Tough road trip sees same old struggles, narratives return for Flames

The Calgary Flames have come out of the gate looking a lot like the puzzling underachievers they were in 2022-23.

The Calgary Flames entered the campaign with a new GM and a new coach — and the very first game of the season defied its pattern from a painful 2022-23.

But since that night in Calgary on October 11, the issues the team experienced last season have come flooding back.

The 2022-23 Flames played organized, responsible two-way hockey — and dominated possession — only to see their best offensive weapons fail to convert at a reasonable rate and their goaltenders do top-rate sieve impressions.

Unfortunately for Calgary, that's also been the story in recent days.

During the team's 1-3-1 road trip the Flames outshot their opponents 180-138 and their expected goal rate at 5v5 is 59.67% with a 65.82% share of the high-danger chances. Those numbers both rank second in the NHL over that time span.

All that good work has been undermined by the fact Calgary has shot 5.8% at 5v5 and 6.1% overall. Meanwhile, their save percentage has sat at .846 at 5v5 and .855 overall.

Daniel Vladar hasn't been able to keep pucks out of his net so far in 2023-24. (Dave Reginek/NHLI via Getty Images)
Daniel Vladar hasn't been able to keep pucks out of his net so far in 2023-24. (Dave Reginek/NHLI via Getty Images)

The players the team imported to form the core after Matthew Tkachuk and Johnny Gaudreau left town have also been on the quiet side. Jonathan Huberdeau and Nazem Kadri have combined for 5 points in six games.

Other guys the team was hoping to get an offensive boost from have been a mixed bag. Adam Ružička has been productive in the early going, but offseason acquisition Yegor Sherangovich hasn't been much of a threat — and rookie Matthew Coronado has yet to pop.

Coming into the season there was reason to believe Calgary would be better at finishing, but they haven't provided much evidence of that yet.

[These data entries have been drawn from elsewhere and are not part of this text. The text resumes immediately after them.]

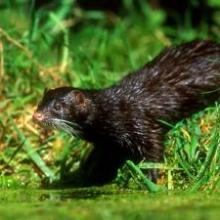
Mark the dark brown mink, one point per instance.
(124, 121)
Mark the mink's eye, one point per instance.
(57, 106)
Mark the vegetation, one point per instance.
(92, 49)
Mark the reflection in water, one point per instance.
(30, 195)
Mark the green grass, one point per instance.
(95, 53)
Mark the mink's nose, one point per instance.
(38, 117)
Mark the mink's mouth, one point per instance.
(56, 123)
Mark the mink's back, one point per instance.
(180, 81)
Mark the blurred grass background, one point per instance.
(45, 44)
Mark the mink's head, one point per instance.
(64, 108)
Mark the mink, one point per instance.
(126, 121)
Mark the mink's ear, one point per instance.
(80, 99)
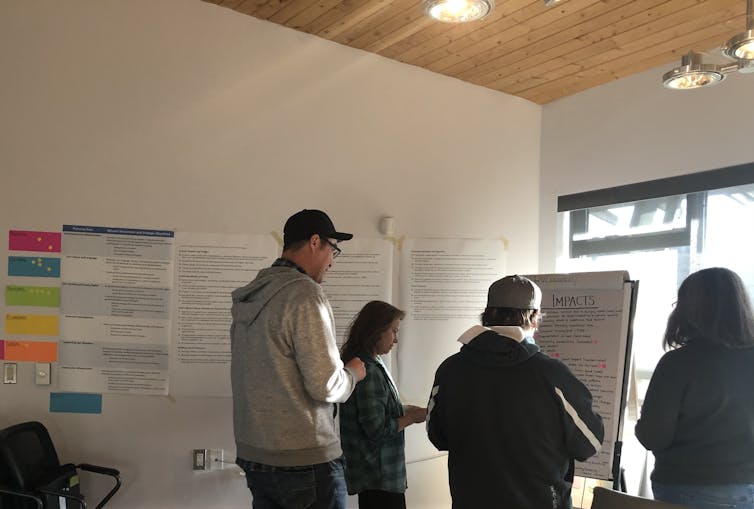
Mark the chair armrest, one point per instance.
(115, 474)
(65, 495)
(99, 470)
(23, 494)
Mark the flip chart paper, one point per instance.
(31, 351)
(42, 242)
(43, 296)
(33, 266)
(37, 325)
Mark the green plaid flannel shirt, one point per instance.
(372, 445)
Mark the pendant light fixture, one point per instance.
(741, 46)
(694, 74)
(458, 11)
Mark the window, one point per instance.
(659, 241)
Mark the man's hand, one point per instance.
(417, 414)
(358, 367)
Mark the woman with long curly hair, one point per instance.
(373, 419)
(698, 414)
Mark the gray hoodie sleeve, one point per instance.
(312, 330)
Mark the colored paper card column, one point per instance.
(38, 325)
(31, 351)
(38, 242)
(43, 296)
(75, 403)
(32, 266)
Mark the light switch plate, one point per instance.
(42, 374)
(10, 372)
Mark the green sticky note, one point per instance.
(45, 296)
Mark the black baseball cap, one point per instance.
(302, 225)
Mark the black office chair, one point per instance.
(32, 467)
(608, 499)
(11, 498)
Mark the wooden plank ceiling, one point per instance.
(523, 48)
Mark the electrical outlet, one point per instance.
(10, 372)
(199, 459)
(216, 459)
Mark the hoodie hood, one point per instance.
(489, 347)
(249, 300)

The goaltending side of the equation is a touch more hopeful, at least. Most of the brutal numbers put up in that respect can be directly traced to backup Daniel Vladar. Starter Jacob Markström has held his own, posting a league-average .905 save percentage.

Markström's numbers aren't fantastic considering he's a highly-paid veteran ($6 million AAV) who was a Vezina Trophy runner-up as recently as 2020-21 — but they are manageable for a team that suppresses shots well. They also provide some evidence that the 33-year-old isn't cooked after a rough minus-18.4 GSAA season in 2022-23.

There is still plenty of reason to be optimistic about Calgary overall. It would be easy to see their early underlying metrics and come to the conclusion that if they stay the course results will come — particularly if Markström can bounce back.

In fact, if any other team were doing what the Flames are doing now they might be considered sleepers to break out in the weeks ahead. With that in mind, Calgary deserves the benefit of the doubt.

The problem is, we've seen this story play out before with the same team just last year. While the Flames have made some tweaks, this team hasn't changed too much. The difficulty scoring goals despite excellent chance creation also fits with our understanding of the players on this roster.

This is not a team packed with talented, proven scorers.

Calgary could easily buck its recent trend and see the scoreboard come in line with the way it carries the play. It might even be fair to characterize that as a likely scenario.

It's just tough to shake what we know about the Flames from last year — especially when the team has done such an immaculate job of recreating its 2022-23 foibles.